Background
The CHEST guidelines for the prevention of acute exacerbations of chronic obstructive pulmonary disease (AECOPD) were developed through a collaboration between the American College of Chest Physicians (CHEST) and the Canadian Thoracic Society (CTS). They are the first evidence-based guidelines dedicated entirely to the prevention of AECOPD and largely exclude material related to the treatment of symptomatic disease.1
Patients with AECOPD are commonly cared for by hospitalists, so we fill an important role in the longitudinal treatment of this disease. Acute exacerbations and hospitalizations for COPD account for 50% of all COPD-related expenses.2,3 Further, the Agency for Healthcare Research and Quality showed a 20% readmission rate nationally for AECOPD, far higher than the rate for most other diagnoses.4 Consequently, COPD readmission has been added to Medicare’s Hospital Readmissions Reduction Program for fiscal year 2015.5
Hospitalization, when the patient is a captive audience and many of the necessary resources are available, may be a time to initiate preventative strategies.
Guideline Updates
The guidelines for non-pharmacologic interventions start with vaccination and continue with behavioral modification. They support the use of the 23-valent polysaccharide pneumococcal vaccine and annual influenza vaccination, noting that only influenza vaccination has been shown to decrease AECOPD.

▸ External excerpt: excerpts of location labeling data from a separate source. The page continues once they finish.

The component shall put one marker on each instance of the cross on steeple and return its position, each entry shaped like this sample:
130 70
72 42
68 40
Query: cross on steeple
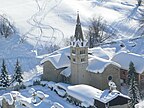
78 30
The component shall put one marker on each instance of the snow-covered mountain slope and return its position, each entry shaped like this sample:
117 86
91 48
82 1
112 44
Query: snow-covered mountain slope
47 22
11 49
44 23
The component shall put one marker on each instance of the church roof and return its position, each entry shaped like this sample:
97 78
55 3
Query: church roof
58 60
97 64
78 30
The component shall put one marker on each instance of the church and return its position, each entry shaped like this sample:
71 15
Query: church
76 64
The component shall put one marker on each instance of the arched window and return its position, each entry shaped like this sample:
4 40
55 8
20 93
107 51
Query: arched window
110 78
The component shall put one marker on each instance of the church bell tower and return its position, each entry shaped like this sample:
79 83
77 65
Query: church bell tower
78 55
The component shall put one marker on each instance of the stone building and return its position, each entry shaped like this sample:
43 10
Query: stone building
76 65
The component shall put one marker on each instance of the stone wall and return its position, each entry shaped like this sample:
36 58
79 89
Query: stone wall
50 73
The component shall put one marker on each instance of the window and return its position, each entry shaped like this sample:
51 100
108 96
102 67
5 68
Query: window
74 60
82 52
109 78
83 59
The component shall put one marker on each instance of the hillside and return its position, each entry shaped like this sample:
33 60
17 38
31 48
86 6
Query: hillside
44 25
48 22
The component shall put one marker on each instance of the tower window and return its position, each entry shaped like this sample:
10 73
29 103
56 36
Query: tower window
83 59
82 52
109 78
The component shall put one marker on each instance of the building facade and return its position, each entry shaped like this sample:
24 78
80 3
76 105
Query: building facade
78 66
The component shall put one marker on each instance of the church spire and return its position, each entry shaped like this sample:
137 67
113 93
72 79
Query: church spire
78 30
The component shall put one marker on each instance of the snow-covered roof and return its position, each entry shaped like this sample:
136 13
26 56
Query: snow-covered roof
105 53
58 60
97 65
124 59
65 50
88 93
107 96
66 72
85 93
140 105
62 85
98 61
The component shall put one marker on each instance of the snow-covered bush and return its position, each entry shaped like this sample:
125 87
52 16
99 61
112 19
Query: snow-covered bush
43 83
36 81
57 105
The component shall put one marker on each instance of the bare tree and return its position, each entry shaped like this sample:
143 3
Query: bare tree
97 32
6 27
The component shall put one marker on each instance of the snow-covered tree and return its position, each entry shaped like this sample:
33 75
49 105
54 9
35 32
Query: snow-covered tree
98 32
133 87
131 72
4 75
18 73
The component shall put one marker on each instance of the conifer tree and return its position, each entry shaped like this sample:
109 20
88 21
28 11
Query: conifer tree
4 75
133 87
131 72
18 73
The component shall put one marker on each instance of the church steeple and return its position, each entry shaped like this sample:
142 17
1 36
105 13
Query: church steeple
78 30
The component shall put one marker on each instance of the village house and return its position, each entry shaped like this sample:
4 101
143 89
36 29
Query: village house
76 64
123 59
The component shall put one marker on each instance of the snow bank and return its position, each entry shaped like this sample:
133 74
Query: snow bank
124 59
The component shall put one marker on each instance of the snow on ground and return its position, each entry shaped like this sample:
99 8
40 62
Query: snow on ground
43 23
124 59
57 18
140 105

Pulmonary rehabilitation is recommended for patients with a recent (fewer than four weeks) exacerbation. Several recommendations favor combining social work interventions with education, adding that face-to-face verbal education is superior to written educational materials. Interestingly, smoking cessation interventions received a weak recommendation, based upon lack of literature specifically focusing on the prevention of AECOPD. Despite this recommendation, smoking cessation intervention is strongly encouraged by the authors, given evidence of a marked reduction in morbidity, mortality, and healthcare utilization among smokers with COPD who quit.6 Finally, telemonitoring is not considered to be superior to usual care.
The guidelines concerning inhaled therapies fall into three major drug classes, including short- and long-acting inhaled muscarinic antagonists (anticholinergic agents), short- and long-acting inhaled beta-agonists, and inhaled corticosteroids.

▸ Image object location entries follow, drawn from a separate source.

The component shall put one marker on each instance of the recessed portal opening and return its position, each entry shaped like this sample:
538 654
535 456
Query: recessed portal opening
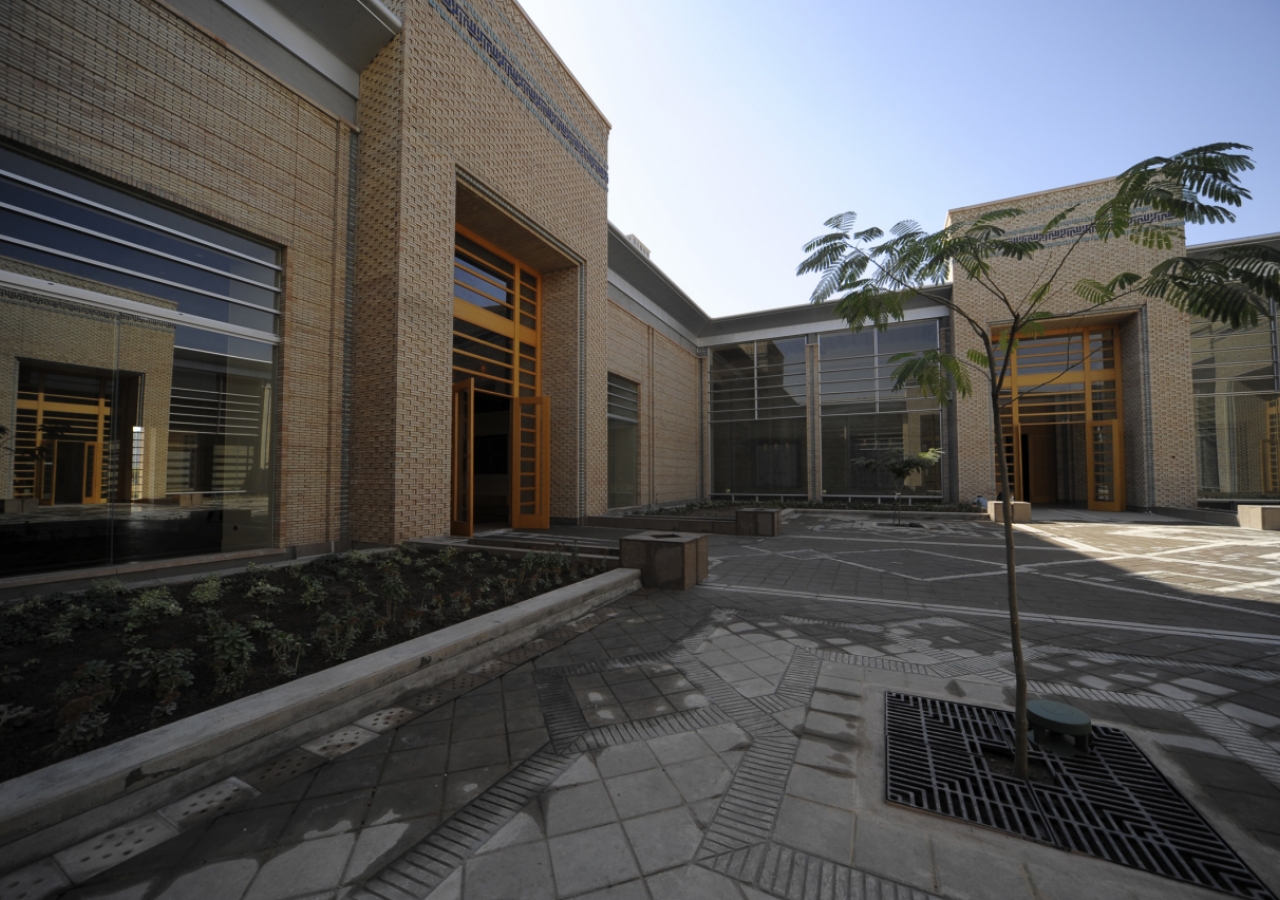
1055 469
492 460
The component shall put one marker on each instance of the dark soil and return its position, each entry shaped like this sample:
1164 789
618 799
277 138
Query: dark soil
722 508
87 668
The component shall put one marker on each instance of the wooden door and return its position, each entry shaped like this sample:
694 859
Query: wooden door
462 496
530 473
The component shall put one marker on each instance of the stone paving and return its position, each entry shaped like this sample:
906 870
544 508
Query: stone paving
727 741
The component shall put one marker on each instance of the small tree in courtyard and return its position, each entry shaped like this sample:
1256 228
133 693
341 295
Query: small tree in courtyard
871 277
900 467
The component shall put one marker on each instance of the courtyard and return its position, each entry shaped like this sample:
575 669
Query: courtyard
730 740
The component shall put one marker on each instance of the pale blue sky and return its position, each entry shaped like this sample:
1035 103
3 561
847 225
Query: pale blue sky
739 126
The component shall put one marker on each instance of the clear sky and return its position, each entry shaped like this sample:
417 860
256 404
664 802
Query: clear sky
739 126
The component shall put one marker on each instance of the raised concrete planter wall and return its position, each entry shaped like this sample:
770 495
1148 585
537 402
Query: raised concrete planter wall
62 804
1022 511
670 560
1262 517
699 524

Long-acting medications are generally considered more effective in preventing exacerbations than those that are short acting. Long-acting muscarinic antagonists (LAMAs) are highlighted for their efficacy, and combination inhaled long-acting beta-agonists (LABAs) and inhaled corticosteroids are preferred over monotherapy with either agent alone. LAMAs are preferred to inhaled corticosteroids or LABAs when given as monotherapy.
Short-acting agents are rated as inferior at preventing exacerbations compared to their long-acting analogs, but short-acting medications are better than placebo when combined with long-acting agents from other drug classes. Triple drug therapy (inhaled LAMAs, LABAs, and corticosteroids) can be considered based on current evidence.
The final recommendations address the use of oral medications. A potentially practice-changing guideline is the recommendation for long-term use of N-acetylcysteine tablets twice daily for patients who have experienced more than two exacerbations within two years. A more intuitive recommendation in this group is that treating an AECOPD with oral or IV steroids decreases the chance of recurrent exacerbations in the future.
The remaining recommendations include daily macrolide therapy, the phosphodiesterate-4 inhibitor roflumilast for those with chronic bronchitis and a recent exacerbation, and slow-release theophylline for stable disease. These guidelines also point out that statins do not have a role in AECOPD prevention. An expert consensus also recommends carbocysteine for patients who have failed “maximal” therapy.1
Established Guideline Analysis
Prior guidelines that address stable COPD do exist, most notably from Quaseem and colleagues in the 2011 Annals of Internal Medicine (AIM) and the 2015 GOLD guidelines.7,8 The prior guidelines published in AIM offered limited recommendations on the preventative interventions of bronchodilator use, pulmonary rehabilitation, and oxygen use.